By Allison Bell
Analysts at Standard & Poor aren't even trying to estimate how much the new Patient Protection and Affordable Care Act
risk management programs will help health insurers this year.
S&P analysts talk about the PPACA programs briefly in a review of U.S. health insurer credit quality, saying they don't expect to know how the programs will really work until 2015.
PPACA's reinsurance program is intended to protect individual carriers against the risk of insuring patients with big medical bills.
PPACA calls for the risk corridors program to protect carriers in the new PPACA exchanges against the effects of weak operating results.
The U.S. Department of Health and Human Services expects to collect $12 billion in PPACA reinsurance program
fees from carriers for 2014.
PPACA says risk corridors program funding is supposed to come from carriers that do well.

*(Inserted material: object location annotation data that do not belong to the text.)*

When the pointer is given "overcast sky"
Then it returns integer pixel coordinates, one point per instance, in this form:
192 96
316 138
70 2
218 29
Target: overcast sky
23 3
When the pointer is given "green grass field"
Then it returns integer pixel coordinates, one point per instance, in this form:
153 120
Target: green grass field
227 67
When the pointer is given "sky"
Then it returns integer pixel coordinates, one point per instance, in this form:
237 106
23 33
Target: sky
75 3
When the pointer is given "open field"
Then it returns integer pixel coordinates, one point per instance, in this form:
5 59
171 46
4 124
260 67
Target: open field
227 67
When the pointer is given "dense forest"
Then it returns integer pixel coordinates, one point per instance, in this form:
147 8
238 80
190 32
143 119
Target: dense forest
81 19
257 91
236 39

Because the reinsurance program has a dedicated funding stream, insurer collections from that program could be meaningful, analysts wrote.

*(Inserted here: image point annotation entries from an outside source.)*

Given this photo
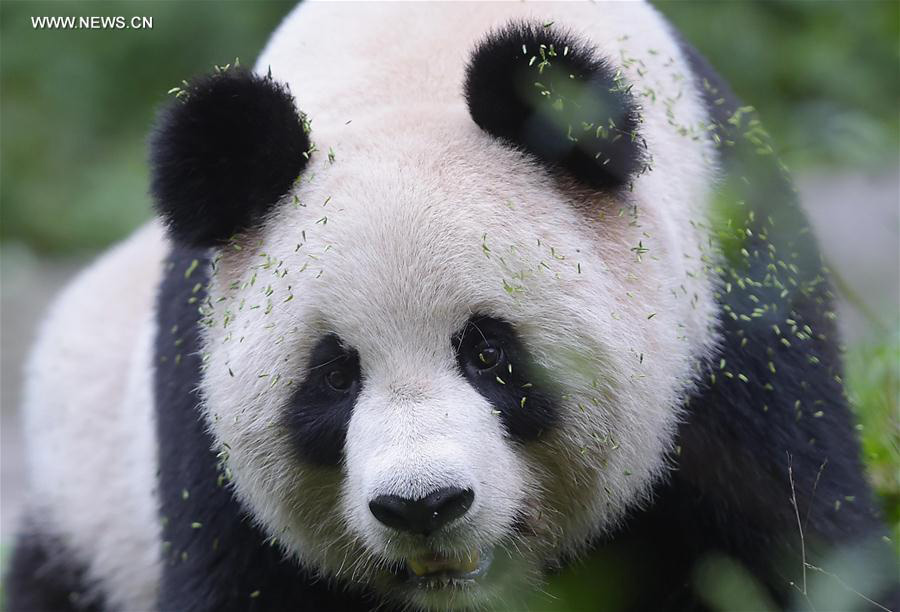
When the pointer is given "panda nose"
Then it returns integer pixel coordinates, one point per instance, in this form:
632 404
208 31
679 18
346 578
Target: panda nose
422 516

HHS recently said it wants to implement the risk corridors program in a budget-neutral manner. That could lead to collection shortfalls, especially in 2015 and 2016, analysts said.
S&P analysts said they are still looking to see how well HHS can collect risk program data and distribute the risk program payments.
Overall, analysts said quality is strong and "underlying business conditions" for carriers seems to be favorable.
Even if the economy cools, U.S. carriers are strong enough that their credit ratings would likely stay about the same, the analysts wrote.